Монтевистка
«Кляку замочили! Теперь до меня добираются, надо их опередить», – в какую-то долю секунды пронеслась мысль в хмельной голове Шершпинского.
Он приказал дворецкому выгнать цыган, запереть все двери, возле каждой двери за портьерами поставить по мужику с топором или сечкой. В нижнем этаже затворили бы ставни. За верхними окнами пусть горничные смотрят, чтобы никто не влез. Сам Роман Станиславович быстренько шмыгнул в свой кабинет, взял два заряженных пистолета, спрятал их под сюртуком и прошел в зимний сад.
Он подошел к двери, за которой укрылись Анелька и этот красавчик судейского племени. Шершпинский взял садовую склянку, большую такую воронку, через которую переливали разные жидкие удобрения, прислонил склянку к двери, прильнув к склянке ухом. Это было – словно докторская слухательная трубка, только еще эффектнее. Каждый шорох за дверью в банке отдавался, как гром.
– Солнышко закатилось? – с капризным чертиком в голосе произнесла Анелька. – Зимой так редко светит солнышко. А я только кнопок и застежек две дюжины отстегнула… Эти парижские одежки, будь они прокляты!.. И холод дует в окно, и небо за шторой зимнее, темное…
Все стихло. Через какое-то время вновь затараторила Анелька:
– Ага! Солнышко все же встает, горячее, розовое! Утро разгорается!
Шершпинский отнял склянку от двери и прошел к двери другого кабинета, где находились Бутков и Ядвига. «Черт бы все побрал! – подумал Шершпинский. – Действительно. Зима. И порадуешься первому лучу в окне, а он тут же исчезнет, как счастье. А его жизнь могла быть другой! Солнечной! Ему светили какие-нибудь италианские дворцы. Неужто он должен будет весь остаток провести в той гнусной яме, в которую его так неожиданно спихнули? За что?»
За дверью послышался голос Ядвиги:
– Ты спрашиваешь, почему меня к тебе не ревнует муж? Но ты только думаешь, что находишься с Ядвигой, а на самом деле ты теперь – с Анелькой, с незамужней женщиной!
– Но, дорогая, тогда, выходит, с замужней Ядвигой спит теперь Герман Густавович…
– Ничего не значит… Есть еще третья сестра, и она точно похожа на нас… Но мы вам об этом не говорили нарочно…
Шершпинский осторожно постучал.
– Какого черта? – раздраженно спросила Ядвига.
– Федора Алексеевича – по срочному делу! – тихим голосом сказал в щелку Шершпинский.
За дверью недовольно пробормотали. Потом был шепот, шелест. Потом раздались шаги. На пороге показался взъерошенный и бледный Бутков. Он устало дышал, глаза смотрели воспаленно.
– Прошу прощения, млс-с-с-тдарь, – изогнувшись в поклоне, полушепотом сказал Шершпинский. – Только считая своим долгом обезопасить важных особ… Мне сейчас точно донесли, что недруги мои добились клеветами своими внимания полиции. И сегодня может быть проверка, и я не хотел бы ставить таких людей, как вы, в сомнение. Полиция не может найти здесь ничего предосудительного и тем не менее… Впоследствии я всегда счастлив буду видеть вас своими гостями.
– Конечно, конечно! – сказал Бутков. – Буди Германа, да пусть подают экипаж к черному ходу.

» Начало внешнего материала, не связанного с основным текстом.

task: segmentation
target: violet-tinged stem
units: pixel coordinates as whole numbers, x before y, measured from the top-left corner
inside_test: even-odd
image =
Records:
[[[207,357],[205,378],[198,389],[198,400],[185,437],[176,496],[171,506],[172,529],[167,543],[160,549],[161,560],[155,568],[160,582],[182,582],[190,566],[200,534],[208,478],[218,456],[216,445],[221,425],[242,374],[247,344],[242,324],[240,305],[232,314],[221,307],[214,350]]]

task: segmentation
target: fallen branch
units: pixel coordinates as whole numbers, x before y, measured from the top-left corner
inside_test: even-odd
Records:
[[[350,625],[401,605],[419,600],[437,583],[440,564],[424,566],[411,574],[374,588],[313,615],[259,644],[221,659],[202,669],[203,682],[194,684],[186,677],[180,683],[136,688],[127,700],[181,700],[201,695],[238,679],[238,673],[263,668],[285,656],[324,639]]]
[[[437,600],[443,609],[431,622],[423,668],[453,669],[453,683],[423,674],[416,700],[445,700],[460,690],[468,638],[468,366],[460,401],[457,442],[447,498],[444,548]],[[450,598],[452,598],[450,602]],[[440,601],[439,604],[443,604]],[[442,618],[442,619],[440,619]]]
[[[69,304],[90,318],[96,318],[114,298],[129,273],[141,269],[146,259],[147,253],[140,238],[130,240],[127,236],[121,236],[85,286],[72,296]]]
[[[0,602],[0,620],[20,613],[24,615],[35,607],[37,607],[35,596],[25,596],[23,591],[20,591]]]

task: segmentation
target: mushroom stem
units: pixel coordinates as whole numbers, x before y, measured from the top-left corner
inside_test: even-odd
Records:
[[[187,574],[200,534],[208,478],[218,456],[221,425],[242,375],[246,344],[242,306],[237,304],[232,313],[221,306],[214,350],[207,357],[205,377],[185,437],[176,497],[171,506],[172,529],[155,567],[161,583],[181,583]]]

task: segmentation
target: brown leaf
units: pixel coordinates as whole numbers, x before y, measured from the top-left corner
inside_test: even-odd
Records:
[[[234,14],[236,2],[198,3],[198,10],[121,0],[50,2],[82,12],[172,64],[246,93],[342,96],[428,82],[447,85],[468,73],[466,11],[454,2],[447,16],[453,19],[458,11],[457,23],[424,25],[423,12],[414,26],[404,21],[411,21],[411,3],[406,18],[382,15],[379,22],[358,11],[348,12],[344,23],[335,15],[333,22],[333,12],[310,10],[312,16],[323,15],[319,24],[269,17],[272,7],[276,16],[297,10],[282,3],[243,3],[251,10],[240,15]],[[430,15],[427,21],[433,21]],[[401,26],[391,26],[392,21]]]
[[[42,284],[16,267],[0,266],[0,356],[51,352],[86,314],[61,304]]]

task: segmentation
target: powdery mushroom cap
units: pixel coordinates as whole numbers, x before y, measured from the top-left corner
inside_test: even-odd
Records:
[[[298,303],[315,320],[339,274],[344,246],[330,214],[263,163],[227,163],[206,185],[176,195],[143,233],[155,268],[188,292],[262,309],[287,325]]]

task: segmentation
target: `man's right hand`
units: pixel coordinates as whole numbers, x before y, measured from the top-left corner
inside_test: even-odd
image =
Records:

– Сейчас разбужу, не хотите ли пока чего-либо выпить?
– Нет, ничего…
Шершпинской направился к двери соседнего кабинета, но вызволить Германа из спальни Анельки оказалось не так-то просто. Тщетно кричал в дверную щелку Шерпинский о том, что Германа Густавовича требуют по срочному делу.
– Какое… там еще срочное дело? Пся крев!
– Герман Густавович! Вас Бутков зовет! Безотлагательно! – взмолился Шершпинский, проклиная в душе Анельку, юного красавца, себя и свою судьбу! О! Если мог бы он приказать высечь всех этих людей на конюшне! Их бы секли, они бы визжали, а он бы стоял, смотрел и улыбался!
– Вам Федор Алексеевич все объяснит! – сказал Шершпинский, беря молодого правоведа под руку и увлекая за собой.
Через минуту оба сидели в экипажах. Из-под полозьев взмывал снежный прах.
А дворецкий уже провел к Шершпинскому Полину-монтевистку, за которой съездил по приказанию хозяина.
Полина уселась в кабинете напротив Шершпинского. Ее вьющиеся темные волосы рассыпаны по плечам, темная пелерина скроена так, чтобы сделать как можно незаметнее ее горбы. Но искривление позвоночника привело к тому, что голова ее как бы ушла в плечи. Полина откидывает голову, смотрит пронзительно в переносицу Шершпинского.
– Что за нужда была булгачить меня ночью, да еще под утро, когда самый сладкий сон. Твой дворецкий переполошил всю мою дворню.
– Полина, моя дорогая, мы оба родились в этом проклятом городе, он ест человека белыми ночами, чахоткой, коротким летом, но он его привораживает и не отпускает. Мы – петербуржцы, и мы друзья детства, разве не так? Скажу больше, ты ведь говорила в детстве, что любишь меня… разве не так?..
Смородиновые зрачки Полины неестественно расширяются:
– Ты тоже говорил, что любишь… что же с того? Слова есть слова… – она смотрит на Шершпинского почти с ненавистью. Но есть и еще какой-то оттенок в ее глазах.
– Ты многое знаешь обо мне, – говорит Шершпинский, – но ты знаешь не все…
– Нет, я знаю все! – жестко отвечает Полина. – Я знаю даже, о чем ты хочешь просить меня. Тебе грозят смертью, и ты хочешь спасения…
– Да, ты и в самом деле ясновидящая, я в этом давно убедился, – говорит Шершпинский. – Но ты видишь все общим планом, а я тебе расскажу детали…
– Если я захочу их знать…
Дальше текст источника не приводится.